No peep show com Maitê

* leia aqui a continuação parte desta crônica

‘Maitê Proença caminha com a sensualidade natural de uma mulher bonita em meio aos clichês de caras, bocas e glúteos escancarados nas fotos da casa de strip-tease’


IMG da internet


A atriz Maitê Proença, moradora de Copacabana, está entrando no peep show da Praça Serzedelo Correia, distante meia dúzia de quarteirões de seu apartamento.

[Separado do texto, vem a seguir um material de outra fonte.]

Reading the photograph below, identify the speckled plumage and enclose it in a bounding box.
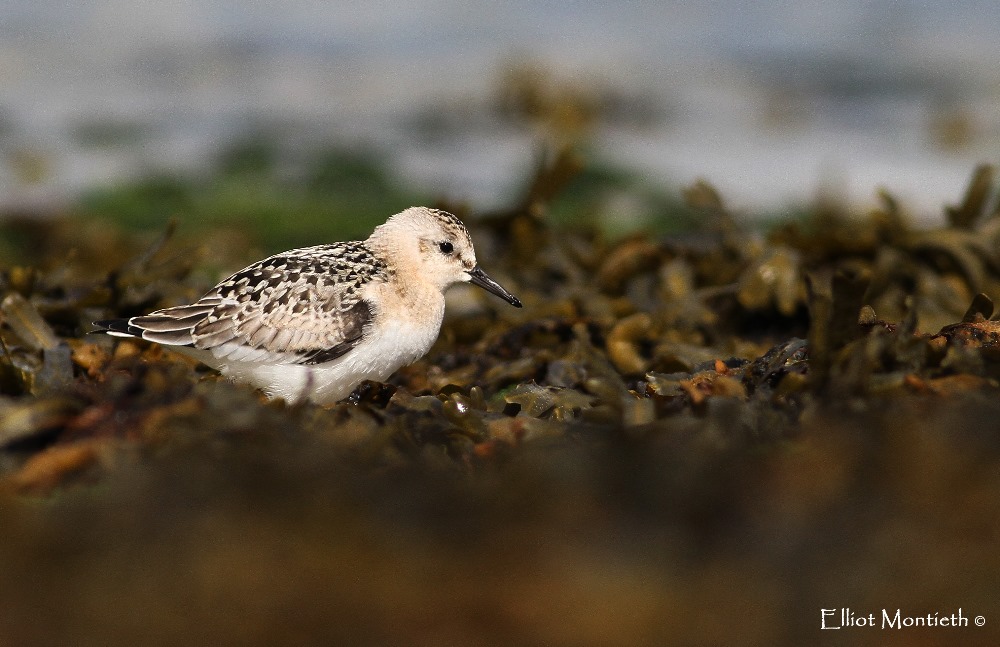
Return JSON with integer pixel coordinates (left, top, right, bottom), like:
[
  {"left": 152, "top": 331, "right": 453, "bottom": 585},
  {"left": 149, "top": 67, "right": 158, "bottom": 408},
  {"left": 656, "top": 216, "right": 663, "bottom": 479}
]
[{"left": 95, "top": 207, "right": 521, "bottom": 404}]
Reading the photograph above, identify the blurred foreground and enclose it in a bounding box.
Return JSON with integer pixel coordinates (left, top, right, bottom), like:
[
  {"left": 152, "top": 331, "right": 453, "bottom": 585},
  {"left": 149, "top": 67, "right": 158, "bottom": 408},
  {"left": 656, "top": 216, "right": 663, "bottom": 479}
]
[{"left": 1, "top": 158, "right": 999, "bottom": 645}]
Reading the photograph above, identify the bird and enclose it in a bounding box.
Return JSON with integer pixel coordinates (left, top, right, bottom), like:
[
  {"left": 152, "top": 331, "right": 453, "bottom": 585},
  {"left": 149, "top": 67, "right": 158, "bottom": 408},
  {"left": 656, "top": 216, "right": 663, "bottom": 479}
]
[{"left": 94, "top": 206, "right": 522, "bottom": 405}]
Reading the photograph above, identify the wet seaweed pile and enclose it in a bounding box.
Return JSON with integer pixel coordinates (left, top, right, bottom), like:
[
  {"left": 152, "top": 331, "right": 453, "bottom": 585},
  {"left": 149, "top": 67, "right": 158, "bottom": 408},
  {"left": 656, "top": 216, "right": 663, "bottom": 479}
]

O peep show é uma casa de strip-tease, um palco cercado de cabines fechadas onde homens, depois de depositarem uma ficha, veem a tela de cristal se abrir à sua frente e do outro lado surgir o eterno espetáculo de uma moça tirando a roupa.

Sexo. O cartaz de sempre em Copacabana, o bairro com o único peep show da cidade.
Cada ficha custa R$ 1,50 e deixa a tela aberta por apenas um minuto. Acabado o tempo, se o espectador ainda não estiver saciado, é necessário colocar outra ficha para continuar vendo o espetáculo. Não à toa o peep show é conhecido como a Casa das Fichas. Fica parede com parede da Igreja de Nossa Senhora de Copacabana, a Casa das Hóstias.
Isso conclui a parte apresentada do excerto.